The administrator can also set up customer-managed service accounts for the computing workloads. The administrator device 670 can thus provide a request to create service accounts 605 to the user management portal 610. The request can for example specify a number of service accounts to be created.

The user management portal 610 can then forward the request 615 to the identity management subsystem 640. The identity management subsystem 640 can then create the specific number of customer-managed service accounts 640 and add the service accounts to the team or organization account. The organization or team account now has a number of ordinary user accounts and a number of service accounts.

At step 635, using the user management portal 610, the administrator can assign software licenses, or software license seats, to some combination of the user accounts and to the service accounts. In this way, the process of assigning seats is no longer different from user accounts versus service accounts.

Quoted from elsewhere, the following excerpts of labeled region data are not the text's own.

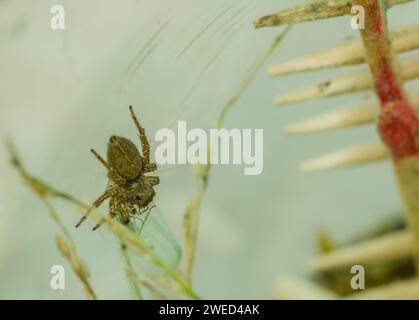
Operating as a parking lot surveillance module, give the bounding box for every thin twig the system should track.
[183,27,290,283]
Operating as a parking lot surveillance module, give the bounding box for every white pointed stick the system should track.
[284,102,379,134]
[300,143,389,172]
[347,278,419,300]
[284,89,419,134]
[275,58,419,105]
[268,25,419,76]
[308,230,414,272]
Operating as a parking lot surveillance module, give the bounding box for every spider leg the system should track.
[76,190,113,228]
[146,176,160,186]
[92,212,116,231]
[129,106,157,172]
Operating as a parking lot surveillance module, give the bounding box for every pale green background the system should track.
[0,0,419,299]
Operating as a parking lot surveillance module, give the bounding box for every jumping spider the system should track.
[76,106,160,230]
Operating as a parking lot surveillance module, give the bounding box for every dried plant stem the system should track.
[6,141,97,300]
[120,243,143,300]
[9,148,199,299]
[183,27,290,283]
[253,0,413,28]
[353,0,419,275]
[55,235,97,300]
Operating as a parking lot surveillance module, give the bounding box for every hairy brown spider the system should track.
[76,106,160,230]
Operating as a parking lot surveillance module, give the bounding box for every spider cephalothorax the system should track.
[76,107,160,230]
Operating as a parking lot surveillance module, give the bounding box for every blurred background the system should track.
[0,0,419,299]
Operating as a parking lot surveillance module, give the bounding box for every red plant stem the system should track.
[353,0,419,161]
[353,0,419,270]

FIG. 7 illustrates attaching customer-managed service accounts to computing nodes. Because access credentials for service accounts can be based on private keys, associating a computing node with a service account can involve configuring the computing node to have access to the private key for the service account.

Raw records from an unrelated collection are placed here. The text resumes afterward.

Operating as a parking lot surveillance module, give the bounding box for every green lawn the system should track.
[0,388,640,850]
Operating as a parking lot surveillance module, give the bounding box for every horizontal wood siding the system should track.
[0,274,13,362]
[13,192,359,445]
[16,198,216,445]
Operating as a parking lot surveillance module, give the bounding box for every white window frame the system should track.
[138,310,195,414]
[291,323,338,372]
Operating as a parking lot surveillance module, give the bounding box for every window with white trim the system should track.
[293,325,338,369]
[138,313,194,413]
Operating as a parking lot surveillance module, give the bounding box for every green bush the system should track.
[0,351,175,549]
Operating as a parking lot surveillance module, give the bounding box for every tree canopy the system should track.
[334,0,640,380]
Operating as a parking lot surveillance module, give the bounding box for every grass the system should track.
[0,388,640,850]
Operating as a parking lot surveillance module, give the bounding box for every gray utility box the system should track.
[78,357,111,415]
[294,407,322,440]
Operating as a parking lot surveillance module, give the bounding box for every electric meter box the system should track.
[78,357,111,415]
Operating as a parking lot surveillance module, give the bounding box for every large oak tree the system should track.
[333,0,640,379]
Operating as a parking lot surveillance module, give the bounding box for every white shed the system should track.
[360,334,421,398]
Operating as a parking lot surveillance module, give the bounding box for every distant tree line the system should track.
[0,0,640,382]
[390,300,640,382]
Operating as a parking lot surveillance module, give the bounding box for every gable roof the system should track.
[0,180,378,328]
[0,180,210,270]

At step 705, the administrator device provides a request through the user management portal 710 for private keys for a service account. At step 715, the user management portal 710 forwards the request to the identity management subsystem 740. At step 725, The identity management subsystem 740 responds by providing the private keys of the requested service accounts, which are then forwarded to the administrator device 770.

At step 735, the administrator device 770 configures a computing node 750 to have the private key. In some implementations, the administrator device installs an SDK on the computing node that provides the functionality for using the private key to obtain access tokens from the identity management subsystem 740.

The computing node 750 can now use the private key to obtain access tokens and can function as if it were a normal human user, using the same APIs throughout the system as human users would.

FIG. 8 illustrates how service accounts can be used to manage licenses for non-human entities in a distributed computing platform. In this example, a computing node 800 is running a customer-managed application 810. The customer-managed application can be a computing workload that is part of hundreds of similar computing workloads running on the distributed computing platform.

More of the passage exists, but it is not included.